En d’autres termes, si globalement la capitalisation boursière des stablecoins a diminué, celle de l’USDT a plutôt augmenté de manière significative, surtout en raison des mouvements de fonds provenant d’autres stablecoins.
Il convient également d’ajouter que le TUSD (True USD) est ajouté à cette liste, également parce que Binance semble l’avoir choisi comme alternative au BUSD.
En effet, au cours des trente derniers jours, sa capitalisation boursière est passée de moins d’un milliard à plus de deux, soit plus du double.
Autrement dit, au début de l’année il n’y avait que quatre stablecoins avec plus d’un milliard de dollars de capitalisation, alors qu’aujourd’hui il y en a encore cinq, grâce au TUSD, même si le BUSD pourrait tôt ou tard sortir de cette liste.
Cependant, il ne fait aucun doute qu’au début de 2023, le marché du stablecoin était caractérisé par un véritable triomphe de Tether sur tous les autres.
Les CBDC
Beaucoup soutiennent que les pièces stables pourraient grandement souffrir de la concurrence des monnaies numériques des banques centrales (Monnaies numériques de la Banque centrale, CBDC)quand ceux-ci seront mis sur le marché.
En fait, du moins en théorie, les CBDC pourraient concurrencer les stablecoins, d’autant plus qu’elles sont émises directement par les banques centrales.
Mais il y a quelques observations à faire à cet égard qui pourraient réfuter ces hypothèses.
La première, très anecdotique, est que certaines CBDC sont déjà en circulation, car certaines banques centrales, comme celle de Chine, les testent déjà sur le terrain. Le fait est que les résultats ne semblent pas particulièrement intéressants.

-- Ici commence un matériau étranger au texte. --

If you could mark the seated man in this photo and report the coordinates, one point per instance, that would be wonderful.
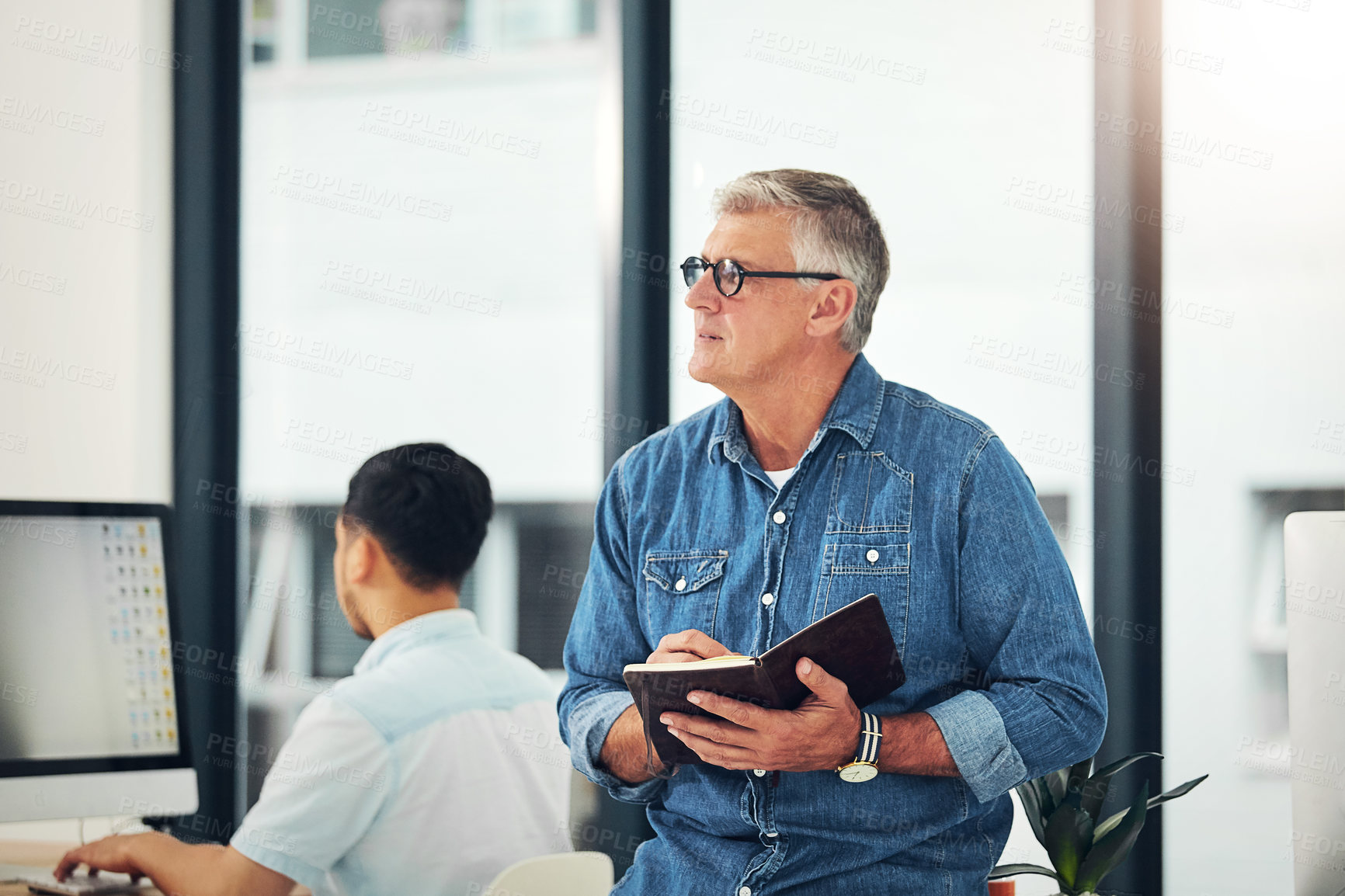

En d’autres termes, les CBDC fonctionnent, mais elles ne les aiment pas beaucoup. Par exemple, au Nigeria, il y a une sorte de révolte contre le passage à l’e-naira cash.

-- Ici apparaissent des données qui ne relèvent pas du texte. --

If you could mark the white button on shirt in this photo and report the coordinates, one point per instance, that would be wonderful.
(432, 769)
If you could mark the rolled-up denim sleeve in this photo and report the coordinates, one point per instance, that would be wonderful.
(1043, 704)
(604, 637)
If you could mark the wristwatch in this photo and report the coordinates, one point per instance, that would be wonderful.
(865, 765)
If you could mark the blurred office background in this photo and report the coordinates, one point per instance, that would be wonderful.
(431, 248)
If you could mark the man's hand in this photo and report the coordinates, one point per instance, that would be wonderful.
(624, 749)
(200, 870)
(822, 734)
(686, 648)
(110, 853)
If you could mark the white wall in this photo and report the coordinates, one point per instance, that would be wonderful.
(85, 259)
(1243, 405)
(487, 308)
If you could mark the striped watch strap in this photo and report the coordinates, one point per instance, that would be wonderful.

La principale raison de cet échec apparent est également le protagoniste de la deuxième observation qui rend difficile d’imaginer que les CBDC puissent remplacer les stablecoins.
En fait, les stablecoins qui fonctionnent sur des blockchains anonymes ou pseudonymes comme celle de Ethereumsont aussi souvent privilégiés justement à cause de la possibilité de les utiliser sans avoir à faire le KYC, c’est à dire la reconnaissance d’identité.
De plus, les CBDC ne sont non seulement pas du tout anonymes, mais permettent en fait à la banque centrale de connaître tous les mouvements d’argent de toutes les personnes qui les utilisent.
En d’autres termes, les CBDC ne sont pas et ne peuvent pas être une alternative aux billets de banque, mais seulement une alternative à la monnaie numérique déjà utilisée. En revanche, les stablecoins apparaissent de ce point de vue comme une véritable alternative au papier-monnaie, car ils peuvent être déplacés sans que les identités de l’expéditeur et du destinataire ne soient connues des banques centrales.
De plus, les stablecoins peuvent être irréprochables, c’est-à-dire qu’il peut être impossible pour toute autorité de décider d’interdire, de limiter ou de bloquer les transactions. Les CBDC, en revanche, ne peuvent pas avoir cette caractéristique.
Ainsi, le marché des pièces stables est destiné à durer plus longtemps, et en son sein, Tether semble destiné à dominer.